Some people use 'cost killers' which often obtain convincing results but sometimes at the price of poorly controlled collateral damage (e.g. loss of talent): 'emergency braking' can make you skid...

Even if an economic upturn seems to be taking shape, cost pressure is not about to ease, with support functions and suppliers in the forefront. Nearly one-third of the banks in the top-25 announce plans to reduce costs by 6-7% by 2014-2015, while others have less ambitious or even vague targets for nearly 40%. Cost control often requires cost transformation: models need to be revised towards greater transparency, simplicity and "agility". Given the increasing complexity of processes, systems integration, matrix organizations, the polymorphous role of IT..., understanding the cost price remains a delicate exercise with, as a corollary, difficulties in piloting the strategy, assessing profitability or simply drawing up a price offer! The cost model is not static but preparing for the worst can only expose you... to good surprises!

How to control costs?

Reconciling technology with management control and cost modelling and process re-engineering methods.
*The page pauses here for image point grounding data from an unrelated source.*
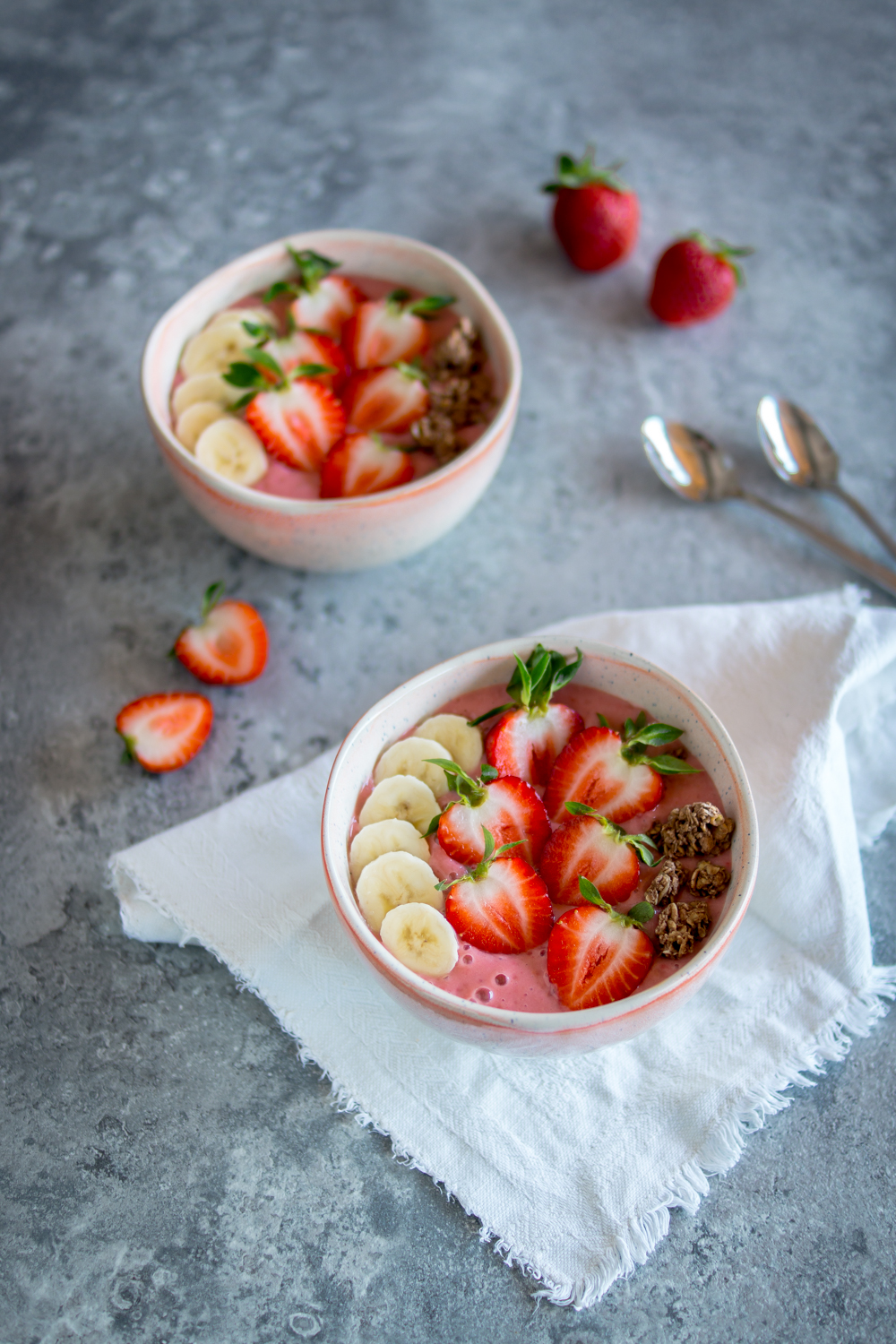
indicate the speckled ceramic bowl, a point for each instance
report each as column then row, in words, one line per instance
column 525, row 1032
column 349, row 534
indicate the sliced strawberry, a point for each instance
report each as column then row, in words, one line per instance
column 597, row 956
column 328, row 306
column 589, row 846
column 501, row 905
column 527, row 746
column 166, row 731
column 509, row 808
column 298, row 424
column 384, row 331
column 611, row 771
column 363, row 464
column 389, row 400
column 228, row 645
column 311, row 349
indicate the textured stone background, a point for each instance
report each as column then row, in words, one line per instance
column 169, row 1172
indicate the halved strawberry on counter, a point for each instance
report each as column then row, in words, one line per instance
column 527, row 741
column 387, row 400
column 320, row 301
column 501, row 905
column 363, row 464
column 589, row 846
column 595, row 954
column 611, row 771
column 164, row 731
column 384, row 331
column 508, row 808
column 228, row 645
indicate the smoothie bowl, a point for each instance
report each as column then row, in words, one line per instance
column 336, row 400
column 560, row 874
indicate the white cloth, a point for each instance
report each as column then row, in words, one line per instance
column 571, row 1166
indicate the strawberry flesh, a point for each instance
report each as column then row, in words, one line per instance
column 591, row 769
column 505, row 910
column 228, row 648
column 298, row 424
column 527, row 745
column 583, row 849
column 594, row 960
column 166, row 731
column 363, row 464
column 511, row 811
column 386, row 400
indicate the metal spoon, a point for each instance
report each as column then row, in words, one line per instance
column 692, row 467
column 801, row 456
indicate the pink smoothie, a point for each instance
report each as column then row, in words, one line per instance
column 519, row 981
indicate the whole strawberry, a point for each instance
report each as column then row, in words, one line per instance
column 694, row 280
column 595, row 215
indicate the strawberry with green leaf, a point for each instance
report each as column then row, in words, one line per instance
column 595, row 215
column 595, row 954
column 590, row 846
column 613, row 771
column 320, row 301
column 501, row 905
column 384, row 331
column 527, row 739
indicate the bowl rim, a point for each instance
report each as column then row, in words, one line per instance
column 500, row 425
column 547, row 1023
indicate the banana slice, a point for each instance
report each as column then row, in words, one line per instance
column 402, row 797
column 410, row 755
column 195, row 419
column 462, row 742
column 421, row 938
column 203, row 387
column 261, row 316
column 384, row 838
column 392, row 881
column 233, row 451
column 215, row 349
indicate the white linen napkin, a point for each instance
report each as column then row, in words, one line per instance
column 806, row 690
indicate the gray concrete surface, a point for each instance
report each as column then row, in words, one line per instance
column 169, row 1172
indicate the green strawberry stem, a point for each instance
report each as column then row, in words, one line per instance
column 571, row 174
column 635, row 917
column 642, row 846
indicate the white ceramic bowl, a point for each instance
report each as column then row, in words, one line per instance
column 343, row 534
column 524, row 1032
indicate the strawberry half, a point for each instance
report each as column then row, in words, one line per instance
column 595, row 215
column 228, row 645
column 298, row 424
column 501, row 905
column 387, row 400
column 611, row 771
column 164, row 731
column 527, row 741
column 363, row 464
column 509, row 808
column 384, row 331
column 589, row 846
column 320, row 301
column 597, row 956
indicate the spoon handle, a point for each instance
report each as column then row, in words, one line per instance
column 871, row 523
column 871, row 569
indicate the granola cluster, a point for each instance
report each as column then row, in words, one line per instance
column 460, row 392
column 694, row 831
column 678, row 926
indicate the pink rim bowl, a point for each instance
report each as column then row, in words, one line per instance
column 349, row 534
column 524, row 1032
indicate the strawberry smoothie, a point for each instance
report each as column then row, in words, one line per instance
column 519, row 981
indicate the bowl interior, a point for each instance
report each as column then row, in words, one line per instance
column 605, row 668
column 360, row 252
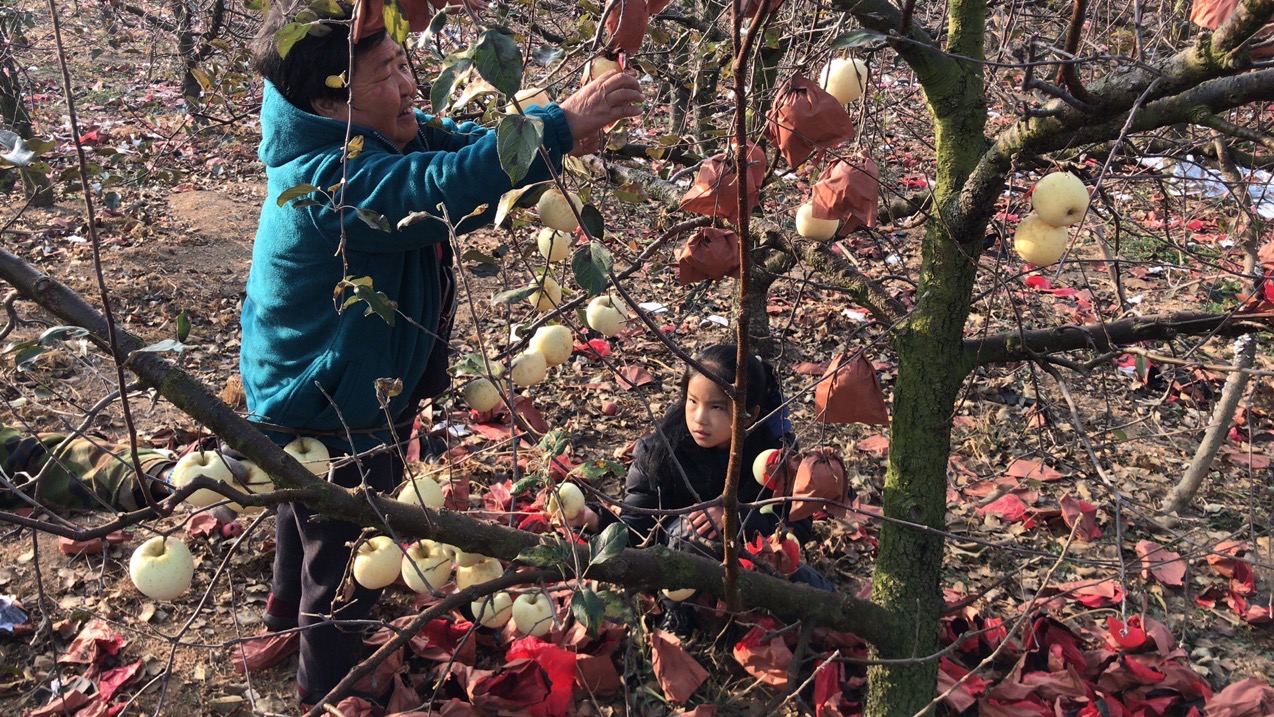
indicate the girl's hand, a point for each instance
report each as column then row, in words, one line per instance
column 605, row 99
column 706, row 522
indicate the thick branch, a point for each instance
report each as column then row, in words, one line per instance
column 649, row 568
column 1022, row 345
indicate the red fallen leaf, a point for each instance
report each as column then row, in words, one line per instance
column 559, row 667
column 265, row 651
column 94, row 643
column 203, row 525
column 1027, row 469
column 678, row 674
column 111, row 680
column 765, row 655
column 809, row 368
column 966, row 694
column 68, row 703
column 877, row 443
column 632, row 376
column 1074, row 510
column 1166, row 566
column 92, row 546
column 1008, row 507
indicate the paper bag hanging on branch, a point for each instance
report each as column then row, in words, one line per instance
column 711, row 254
column 804, row 119
column 715, row 191
column 626, row 24
column 370, row 15
column 849, row 392
column 847, row 190
column 822, row 475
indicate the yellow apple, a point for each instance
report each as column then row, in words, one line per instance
column 217, row 466
column 528, row 368
column 480, row 394
column 493, row 610
column 310, row 452
column 1038, row 242
column 554, row 341
column 548, row 294
column 603, row 316
column 533, row 614
column 679, row 595
column 812, row 227
column 422, row 492
column 844, row 79
column 427, row 566
column 483, row 571
column 568, row 501
column 162, row 568
column 1060, row 199
column 554, row 246
column 377, row 563
column 556, row 213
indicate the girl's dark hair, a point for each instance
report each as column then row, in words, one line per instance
column 763, row 394
column 301, row 75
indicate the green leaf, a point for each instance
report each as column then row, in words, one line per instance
column 609, row 544
column 166, row 345
column 554, row 443
column 591, row 265
column 59, row 334
column 182, row 326
column 373, row 219
column 395, row 22
column 517, row 140
column 288, row 36
column 547, row 554
column 498, row 61
column 589, row 609
column 591, row 220
column 514, row 296
column 512, row 199
column 293, row 192
column 856, row 37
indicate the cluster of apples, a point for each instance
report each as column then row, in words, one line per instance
column 1059, row 200
column 844, row 79
column 163, row 568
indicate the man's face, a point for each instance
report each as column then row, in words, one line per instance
column 382, row 94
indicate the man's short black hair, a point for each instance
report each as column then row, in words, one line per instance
column 302, row 74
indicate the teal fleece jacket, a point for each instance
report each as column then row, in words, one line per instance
column 293, row 339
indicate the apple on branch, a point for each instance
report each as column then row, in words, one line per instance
column 377, row 563
column 556, row 212
column 162, row 568
column 1038, row 242
column 1060, row 199
column 310, row 452
column 217, row 466
column 844, row 79
column 554, row 341
column 533, row 614
column 480, row 394
column 427, row 566
column 493, row 610
column 603, row 316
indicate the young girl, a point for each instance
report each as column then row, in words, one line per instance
column 697, row 429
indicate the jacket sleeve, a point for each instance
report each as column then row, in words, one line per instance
column 459, row 170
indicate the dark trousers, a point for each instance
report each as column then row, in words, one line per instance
column 311, row 557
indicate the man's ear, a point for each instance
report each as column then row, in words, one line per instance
column 330, row 107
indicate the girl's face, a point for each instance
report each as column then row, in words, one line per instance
column 708, row 413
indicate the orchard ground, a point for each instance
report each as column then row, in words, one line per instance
column 175, row 243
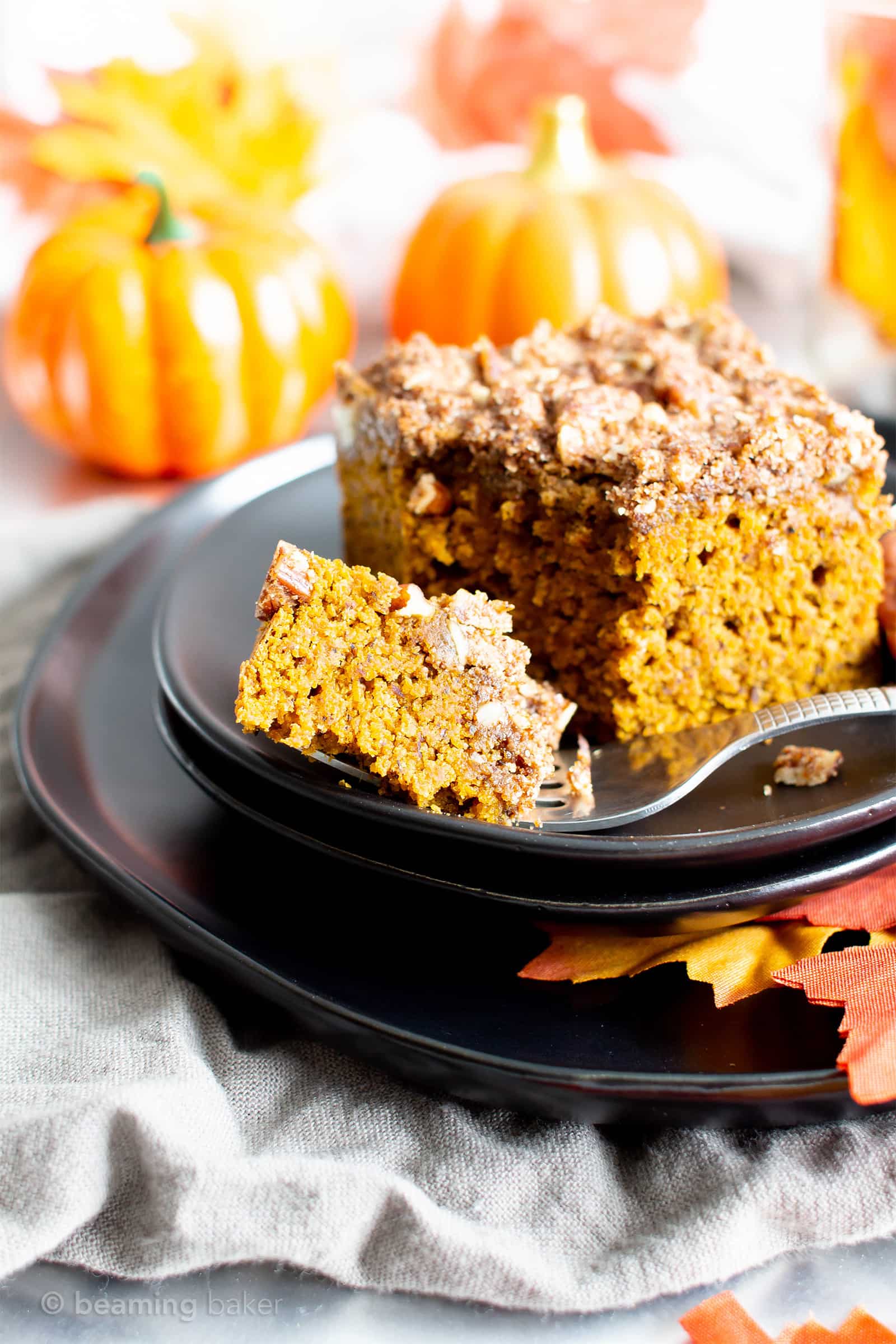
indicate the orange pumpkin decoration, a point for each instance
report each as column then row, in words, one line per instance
column 494, row 254
column 152, row 346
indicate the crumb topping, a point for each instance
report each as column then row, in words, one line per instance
column 806, row 767
column 662, row 409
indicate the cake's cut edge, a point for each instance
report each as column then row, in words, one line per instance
column 430, row 696
column 684, row 530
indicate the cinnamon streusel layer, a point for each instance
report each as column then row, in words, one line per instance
column 684, row 530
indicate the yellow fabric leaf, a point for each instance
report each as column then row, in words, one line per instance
column 213, row 129
column 736, row 962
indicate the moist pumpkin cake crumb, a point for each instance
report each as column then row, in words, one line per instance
column 684, row 530
column 430, row 696
column 806, row 767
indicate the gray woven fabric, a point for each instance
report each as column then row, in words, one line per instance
column 139, row 1136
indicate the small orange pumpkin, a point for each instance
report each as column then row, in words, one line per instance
column 152, row 346
column 494, row 254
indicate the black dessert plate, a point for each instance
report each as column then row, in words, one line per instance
column 206, row 627
column 659, row 902
column 368, row 962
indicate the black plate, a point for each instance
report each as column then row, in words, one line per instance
column 206, row 628
column 657, row 902
column 372, row 964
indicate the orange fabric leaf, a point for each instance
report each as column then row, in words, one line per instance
column 868, row 904
column 813, row 1332
column 213, row 129
column 722, row 1320
column 864, row 982
column 861, row 1328
column 736, row 963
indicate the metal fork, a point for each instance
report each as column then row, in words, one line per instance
column 633, row 780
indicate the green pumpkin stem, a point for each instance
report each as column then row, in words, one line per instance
column 166, row 227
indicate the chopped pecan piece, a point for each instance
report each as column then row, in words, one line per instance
column 289, row 580
column 806, row 767
column 429, row 496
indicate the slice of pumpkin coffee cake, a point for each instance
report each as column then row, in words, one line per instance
column 429, row 694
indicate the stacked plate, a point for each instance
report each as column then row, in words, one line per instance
column 399, row 933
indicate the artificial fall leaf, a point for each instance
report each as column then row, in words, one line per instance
column 864, row 982
column 868, row 904
column 36, row 189
column 736, row 963
column 723, row 1320
column 213, row 129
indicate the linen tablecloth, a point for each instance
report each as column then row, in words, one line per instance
column 142, row 1136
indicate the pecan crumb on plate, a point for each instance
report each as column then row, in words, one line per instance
column 580, row 776
column 806, row 767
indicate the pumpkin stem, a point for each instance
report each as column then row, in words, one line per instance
column 166, row 226
column 563, row 152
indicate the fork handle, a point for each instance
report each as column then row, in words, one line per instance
column 819, row 709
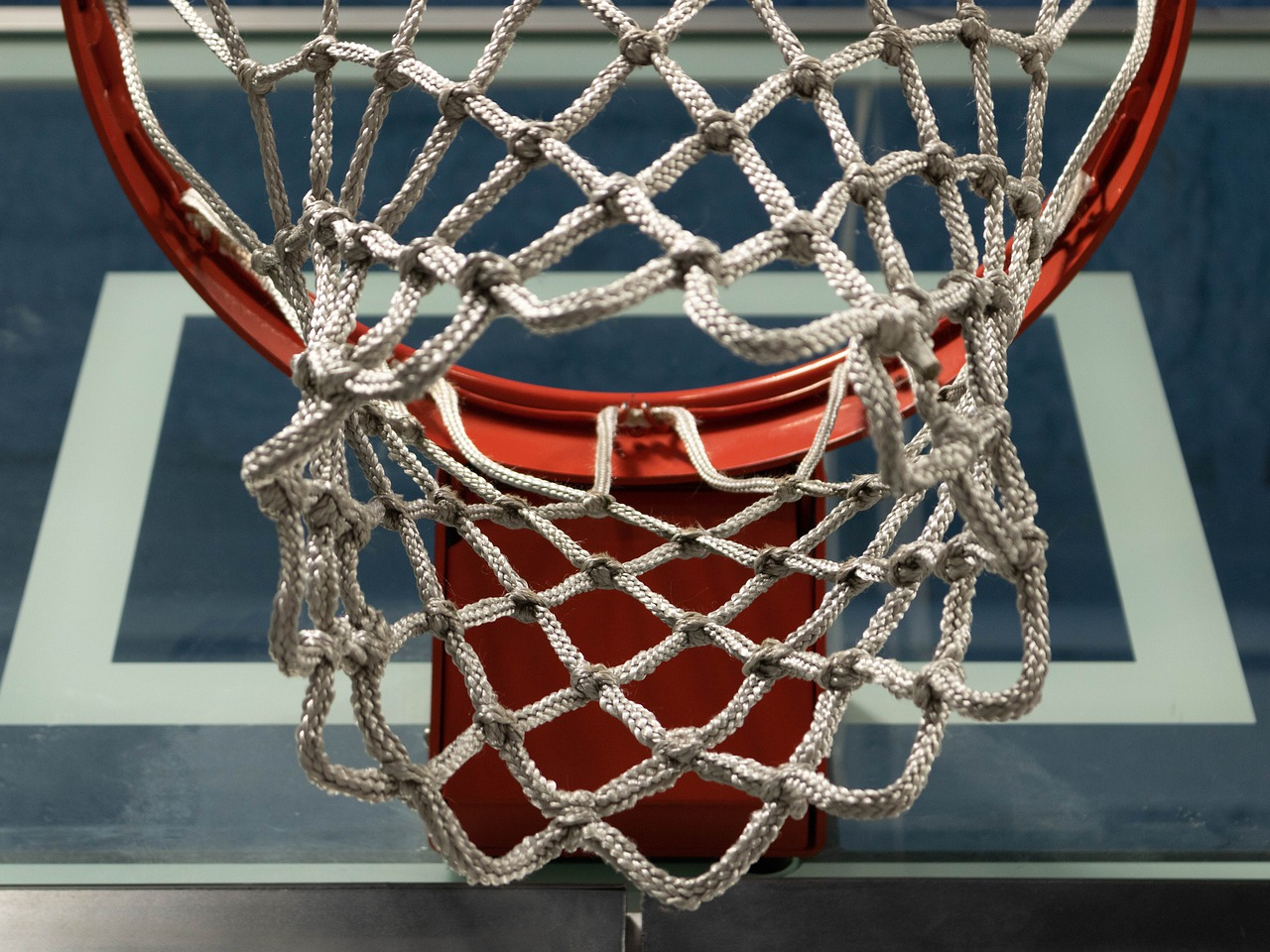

How can costs be controlled if it is not possible to determine the relationship with the activities that consume or generate them?
Cost control is achieved in particular by installing sensors to automatically measure the behaviour of processes: capacity, maturity, units of work, lead time, etc. Of course, by trying not to build or transform a 'gas factory', by capitalising on what already exists without reinventing the wheel; you don't have the time, the hunt for costs is often urgent. Several types of actions need to be taken simultaneously:
- If necessary, translate the strategy into numerical targets.
- Model the company. Process mapping.
- Measuring processes. Loads, capacity, lead time, maturity.
- Calculate costs by selecting the right method. Activity Based Costing.
- Scan. The intangibles, the skills. ERP. CRM.
- Control costs. Cockpit management. Activity Based Management. Activity Based Budgeting.
- Reduce costs. Lean Six Sigma.
- Sustainability in governance and culture. Ownership.
This implies coordinating several types of actors: the Executive, the Controlling Office (CFO), the IT Department, the Organisation, the PMO... A logic of projects, investments, a master plan, an Architect...

The objectives of cost management: performance!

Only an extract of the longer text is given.